The end of Hamas rule could end the Gaza rocket attacks against Israel, one of the primary reasons for the three Gaza wars in the last decade.
Just a week ago, Prime Minister Benjamin Netanyahu told the Knesset State Control Committee that Israel’s only choices with Hamas in charge of the Strip are deterrence or occupation.
On Thursday, Abbas appeared to provide Israel with another option. On the surface, the end of PA payments seems like nothing new.
The PA has a long history of not paying its debts to the Israel Electric Corporation. Israel has often deducted the necessary sums from the taxes and the import tariff fees it collects and then transfers to the PA.

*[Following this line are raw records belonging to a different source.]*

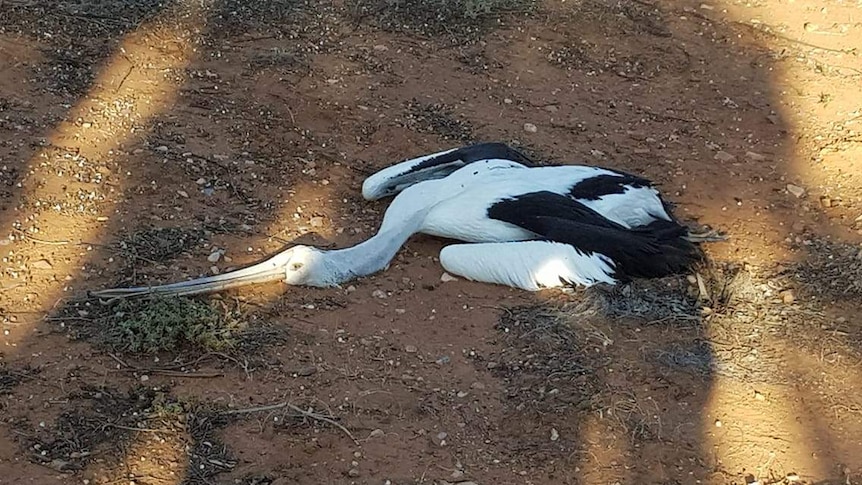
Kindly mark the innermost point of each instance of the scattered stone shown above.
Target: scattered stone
(725, 157)
(755, 157)
(307, 371)
(795, 190)
(41, 264)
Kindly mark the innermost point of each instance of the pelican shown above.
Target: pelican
(525, 226)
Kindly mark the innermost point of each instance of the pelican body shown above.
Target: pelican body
(520, 225)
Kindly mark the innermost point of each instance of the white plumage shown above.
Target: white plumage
(539, 227)
(529, 265)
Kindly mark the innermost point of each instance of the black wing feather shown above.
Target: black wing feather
(655, 250)
(470, 154)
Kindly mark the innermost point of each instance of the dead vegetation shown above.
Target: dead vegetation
(142, 435)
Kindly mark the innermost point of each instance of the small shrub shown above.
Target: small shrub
(169, 324)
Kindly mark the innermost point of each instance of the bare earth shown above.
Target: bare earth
(246, 126)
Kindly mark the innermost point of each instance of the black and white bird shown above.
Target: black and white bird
(520, 225)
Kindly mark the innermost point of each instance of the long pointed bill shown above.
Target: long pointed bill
(273, 269)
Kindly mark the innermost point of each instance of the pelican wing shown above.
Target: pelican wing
(657, 249)
(395, 178)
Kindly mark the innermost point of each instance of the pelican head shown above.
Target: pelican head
(304, 266)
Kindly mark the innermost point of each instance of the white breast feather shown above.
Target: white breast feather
(529, 265)
(634, 207)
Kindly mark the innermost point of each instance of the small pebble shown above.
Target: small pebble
(723, 156)
(755, 157)
(307, 371)
(446, 277)
(796, 190)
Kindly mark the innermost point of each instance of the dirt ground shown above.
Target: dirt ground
(137, 138)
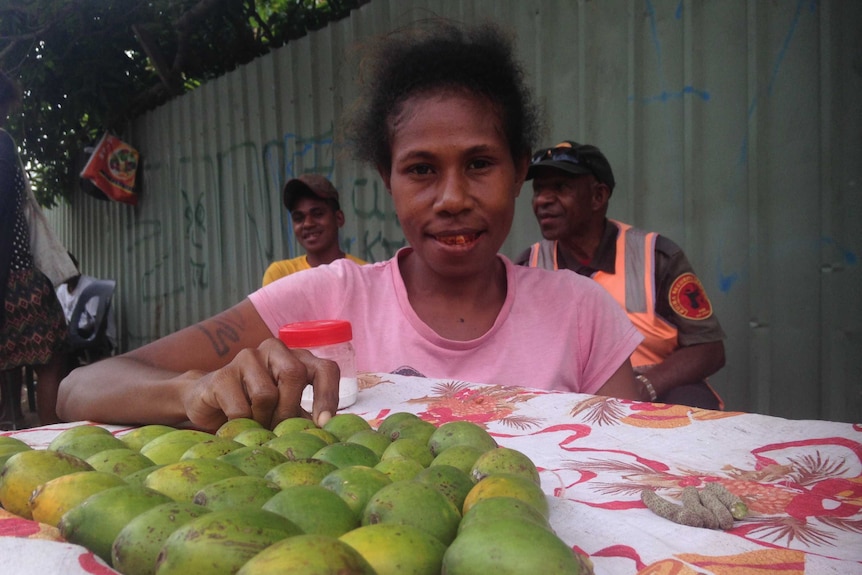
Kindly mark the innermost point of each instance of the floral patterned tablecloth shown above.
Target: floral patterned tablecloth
(802, 479)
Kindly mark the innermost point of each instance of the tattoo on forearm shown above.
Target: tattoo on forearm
(222, 331)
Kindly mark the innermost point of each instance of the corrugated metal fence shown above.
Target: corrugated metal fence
(734, 127)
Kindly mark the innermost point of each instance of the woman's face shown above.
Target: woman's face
(453, 181)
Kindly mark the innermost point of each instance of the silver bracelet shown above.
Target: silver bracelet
(648, 385)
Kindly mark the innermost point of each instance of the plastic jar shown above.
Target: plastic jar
(327, 339)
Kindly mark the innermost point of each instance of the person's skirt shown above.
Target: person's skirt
(34, 327)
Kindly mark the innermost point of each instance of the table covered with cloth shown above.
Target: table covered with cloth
(801, 479)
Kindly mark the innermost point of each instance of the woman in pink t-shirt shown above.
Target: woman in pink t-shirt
(448, 122)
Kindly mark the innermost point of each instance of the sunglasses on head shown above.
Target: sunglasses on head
(558, 154)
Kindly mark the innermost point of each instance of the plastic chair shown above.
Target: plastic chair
(92, 344)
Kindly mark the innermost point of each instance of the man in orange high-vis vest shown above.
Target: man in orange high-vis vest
(646, 273)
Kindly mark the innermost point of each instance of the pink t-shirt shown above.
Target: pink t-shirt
(556, 330)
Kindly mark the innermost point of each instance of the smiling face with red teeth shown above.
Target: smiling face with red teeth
(453, 181)
(316, 224)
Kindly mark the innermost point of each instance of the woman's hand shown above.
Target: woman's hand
(264, 384)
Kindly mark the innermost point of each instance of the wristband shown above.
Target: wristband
(648, 386)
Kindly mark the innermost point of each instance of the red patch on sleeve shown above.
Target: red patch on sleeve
(688, 298)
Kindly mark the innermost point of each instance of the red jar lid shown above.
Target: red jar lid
(315, 333)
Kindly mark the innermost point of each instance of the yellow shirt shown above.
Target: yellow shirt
(283, 268)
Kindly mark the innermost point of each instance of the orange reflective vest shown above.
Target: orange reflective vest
(633, 286)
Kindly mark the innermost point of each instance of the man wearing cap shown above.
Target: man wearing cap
(646, 273)
(316, 214)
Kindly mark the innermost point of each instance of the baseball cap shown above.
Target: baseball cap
(313, 185)
(574, 158)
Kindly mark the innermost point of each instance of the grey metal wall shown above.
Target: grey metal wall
(734, 127)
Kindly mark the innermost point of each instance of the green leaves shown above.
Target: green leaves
(84, 70)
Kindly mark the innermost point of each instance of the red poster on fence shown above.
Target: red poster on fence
(112, 169)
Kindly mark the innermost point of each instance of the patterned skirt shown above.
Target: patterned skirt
(34, 327)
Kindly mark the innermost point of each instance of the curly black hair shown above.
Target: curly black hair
(432, 56)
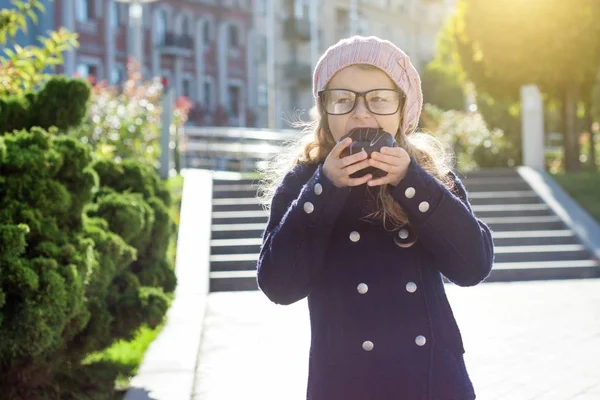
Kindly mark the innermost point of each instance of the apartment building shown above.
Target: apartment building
(204, 48)
(411, 24)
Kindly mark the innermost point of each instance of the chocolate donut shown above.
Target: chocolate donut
(369, 139)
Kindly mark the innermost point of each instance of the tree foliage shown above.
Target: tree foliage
(551, 43)
(25, 69)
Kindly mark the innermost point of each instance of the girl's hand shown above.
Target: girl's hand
(338, 170)
(394, 161)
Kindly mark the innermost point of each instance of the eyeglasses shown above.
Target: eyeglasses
(378, 101)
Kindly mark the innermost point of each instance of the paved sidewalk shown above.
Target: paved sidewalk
(524, 341)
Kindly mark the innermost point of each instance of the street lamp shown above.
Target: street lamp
(136, 23)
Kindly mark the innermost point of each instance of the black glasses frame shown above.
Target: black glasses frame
(322, 93)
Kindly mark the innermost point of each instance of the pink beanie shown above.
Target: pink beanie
(382, 54)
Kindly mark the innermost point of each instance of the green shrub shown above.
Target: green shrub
(83, 264)
(475, 145)
(136, 202)
(61, 103)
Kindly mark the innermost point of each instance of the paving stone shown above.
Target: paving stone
(523, 341)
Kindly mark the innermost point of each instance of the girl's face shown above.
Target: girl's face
(360, 78)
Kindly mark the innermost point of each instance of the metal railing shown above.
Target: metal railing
(230, 149)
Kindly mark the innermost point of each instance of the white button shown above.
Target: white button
(318, 189)
(411, 287)
(362, 288)
(308, 207)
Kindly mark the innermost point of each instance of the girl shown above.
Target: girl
(369, 252)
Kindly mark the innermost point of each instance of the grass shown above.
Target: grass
(124, 357)
(584, 187)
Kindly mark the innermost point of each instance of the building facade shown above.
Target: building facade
(204, 48)
(413, 25)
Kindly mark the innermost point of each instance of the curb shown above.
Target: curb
(168, 368)
(573, 215)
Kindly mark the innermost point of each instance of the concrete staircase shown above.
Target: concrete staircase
(532, 243)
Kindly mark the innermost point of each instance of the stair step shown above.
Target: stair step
(240, 217)
(490, 173)
(233, 192)
(524, 223)
(544, 270)
(541, 253)
(233, 281)
(499, 184)
(237, 231)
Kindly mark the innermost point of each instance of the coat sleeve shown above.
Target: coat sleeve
(303, 211)
(461, 244)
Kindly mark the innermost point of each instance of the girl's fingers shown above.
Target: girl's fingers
(349, 170)
(359, 181)
(388, 159)
(379, 181)
(340, 146)
(382, 166)
(349, 160)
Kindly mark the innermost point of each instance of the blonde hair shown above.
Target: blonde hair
(316, 142)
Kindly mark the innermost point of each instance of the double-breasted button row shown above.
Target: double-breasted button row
(410, 192)
(419, 340)
(363, 288)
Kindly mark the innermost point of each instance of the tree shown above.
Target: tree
(25, 69)
(551, 43)
(443, 80)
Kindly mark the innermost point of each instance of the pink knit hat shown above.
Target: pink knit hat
(382, 54)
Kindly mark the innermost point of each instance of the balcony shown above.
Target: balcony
(299, 72)
(297, 29)
(177, 45)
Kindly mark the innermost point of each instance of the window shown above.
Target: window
(115, 15)
(234, 37)
(262, 7)
(206, 32)
(161, 26)
(84, 10)
(234, 100)
(117, 75)
(207, 95)
(185, 26)
(186, 88)
(89, 71)
(263, 95)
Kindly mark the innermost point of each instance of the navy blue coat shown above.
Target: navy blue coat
(381, 324)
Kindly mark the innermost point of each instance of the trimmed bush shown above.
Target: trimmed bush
(61, 103)
(82, 264)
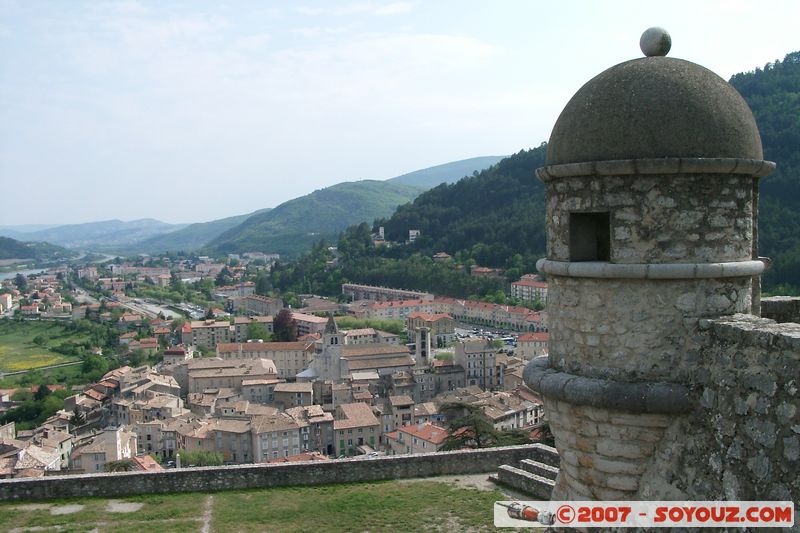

But it has done so in a situation where the PA has not paid its bills, not in a situation where the PA has canceled the service.
On Thursday, Israel continued to provide electricity to Gaza, and it will likely do so on Friday and through the weekend. A decision will have to be taken soon, however, on whether to continue to do so.
That decision will have far-ranging implications, because providing the electricity would make it more difficult for Abbas to pressure Hamas, something that is also in Israel’s interest. But even with Israeli electricity, Gaza is already in crisis.
Until this month Gaza had operated on eight hours a day of electricity, receiving about 250 megawatts. It lacks the infrastructure for a normative flow of electricity of 450-500 MW.
Earlier this month the PA refused to extend the tax-free status of the diesel fuel necessary to run Gaza’s sole power plant. The high tax doubled the price of the fuel, forcing the plant’s shutdown.
Without the power plant, Palestinians in Gaza have subsisted at four to six hours a day, relying on the 125 MW that flows from Israel over 10 electricity lines. Gaza also receives 27 MW from Egypt, over three lines.
For the last decade Israel has hoped to push Hamas out of power by holding Gaza at subsistence level.
It has facilitated the passage of food, water, utilities, basic necessities and limited commercial goods into Gaza, while at the same time placing restrictions on the Strip that prevented trade from flourishing.
Israel’s middle of the road actions earned it international condemnation, but did little to weaken Hamas, whose military might has only grown.
Abbas’s sudden series of draconian measures against Hamas could break that paradigm, and offer a new option to remove Hamas from power. But it’s an option that could also lead to a humanitarian disaster. That’s a price that Israel has thus far been unwilling to accept.